Though the city is perhaps more famous for the tango, Rudolfo R. Vazquez was far more interested in the music from another port town: Liverpool, England.
Vazquez first discovered the group when he was just ten years old, after receiving the album Rubber Soul as a gift. Though he was first enchanted by the song, “In My Life,” he soon came to love them all. The album became the first item in a collection that soon filled his family home; in 2001 it was declared the largest on the planet by the Guinness Book of World’s Records—and that was some 3,000 pieces ago.
That same year, Vazquez (owner of The Cavern Club, “El Beatle Café de Latinoamérica”) began organizing the annual Semana Beatle, or Beatles Week, which brought cover bands from all over Latin America to Buenos Aires. Held every December, the region’s finest musicians in bowl cuts compete for a chance to belt out their best from England.
This year, the collection was finally moved to its permanent home on the popular tourist strip along Avenida Corrientes.

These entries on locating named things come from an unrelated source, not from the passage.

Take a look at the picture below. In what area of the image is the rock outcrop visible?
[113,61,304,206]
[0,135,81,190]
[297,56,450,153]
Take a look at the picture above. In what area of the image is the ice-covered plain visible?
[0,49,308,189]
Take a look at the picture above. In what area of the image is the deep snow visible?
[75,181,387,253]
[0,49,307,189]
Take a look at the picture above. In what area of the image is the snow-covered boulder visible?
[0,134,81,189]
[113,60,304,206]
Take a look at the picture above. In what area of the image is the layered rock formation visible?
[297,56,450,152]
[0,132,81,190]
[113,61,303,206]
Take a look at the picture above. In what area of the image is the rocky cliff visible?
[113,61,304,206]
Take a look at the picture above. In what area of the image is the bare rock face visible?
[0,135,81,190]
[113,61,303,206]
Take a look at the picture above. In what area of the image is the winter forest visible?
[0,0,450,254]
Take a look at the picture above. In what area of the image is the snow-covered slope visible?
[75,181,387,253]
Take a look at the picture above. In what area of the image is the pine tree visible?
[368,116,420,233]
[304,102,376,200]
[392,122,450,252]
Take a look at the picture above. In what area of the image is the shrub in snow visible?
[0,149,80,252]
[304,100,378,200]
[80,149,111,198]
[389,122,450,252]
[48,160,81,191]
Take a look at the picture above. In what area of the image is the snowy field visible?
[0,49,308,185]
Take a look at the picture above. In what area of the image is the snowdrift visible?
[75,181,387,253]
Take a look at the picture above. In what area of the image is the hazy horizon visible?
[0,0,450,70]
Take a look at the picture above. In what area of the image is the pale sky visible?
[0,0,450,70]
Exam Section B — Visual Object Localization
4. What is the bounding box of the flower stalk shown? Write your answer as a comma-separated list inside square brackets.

Unfortunately, revolving exhibits can only display some 2,500 items of Vazquez’ total collection of 8,500 pieces, which include signed photos and artwork; Pete Best’s signed drumsticks; personal letters; bricks from the original Cavern Club in Liverpool and Hamburg Club in Germany, where the Beatles played their earliest gigs, as well as part of the floor of Strawberry Fields orphanage; plus guitars, outfits, wigs, eight-tracks, board games, keys chains, and all sorts of other memorabilia, psychedelia, and branded merchandise.

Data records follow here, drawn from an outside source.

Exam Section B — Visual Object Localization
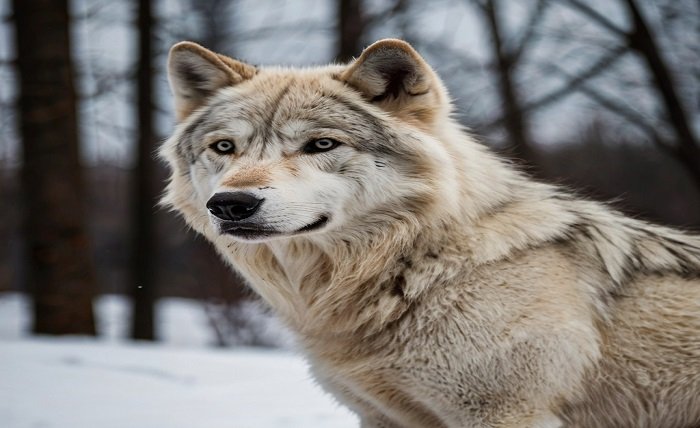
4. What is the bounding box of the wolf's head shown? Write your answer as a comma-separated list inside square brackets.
[162, 39, 474, 242]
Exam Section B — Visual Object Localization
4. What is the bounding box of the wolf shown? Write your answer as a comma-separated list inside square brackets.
[161, 39, 700, 428]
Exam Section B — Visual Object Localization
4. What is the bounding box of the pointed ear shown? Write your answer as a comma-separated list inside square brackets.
[340, 39, 442, 120]
[168, 42, 257, 121]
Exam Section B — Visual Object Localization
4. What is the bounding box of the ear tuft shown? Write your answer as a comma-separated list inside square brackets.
[341, 39, 434, 102]
[168, 42, 257, 121]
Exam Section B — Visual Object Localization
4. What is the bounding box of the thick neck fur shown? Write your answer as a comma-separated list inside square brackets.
[169, 115, 700, 339]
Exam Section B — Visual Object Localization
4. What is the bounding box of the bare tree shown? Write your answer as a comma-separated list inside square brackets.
[13, 0, 96, 335]
[130, 0, 157, 340]
[564, 0, 700, 186]
[336, 0, 367, 62]
[476, 0, 546, 165]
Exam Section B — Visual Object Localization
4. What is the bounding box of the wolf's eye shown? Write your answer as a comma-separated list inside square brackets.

This February, an even cooler museum opened, though travelers will need to make the serene and scenic trek south to stunning Patagonia to see it. Dedicated to this fantastic landscape’s natural history, the Glaciarium: Museum of Patagonian Ice is some 40 hours from Buenos Aires by bus, in isolated El Calafate, at the entrance to Los Glaciares National Park.
The architecturally harmonious museum features three ice pods, each of which is dedicated to different multimedia exhibits about the surrounding ice flows. Better yet, the Glaciariums is just a few kilometers from famed Perito Moreno Glacier, with fabulous views of the arctic blue flows. Some guests, however, may rate the Ice Bar as its top attraction, with frosty cocktails in a room made entirely of glacial ice.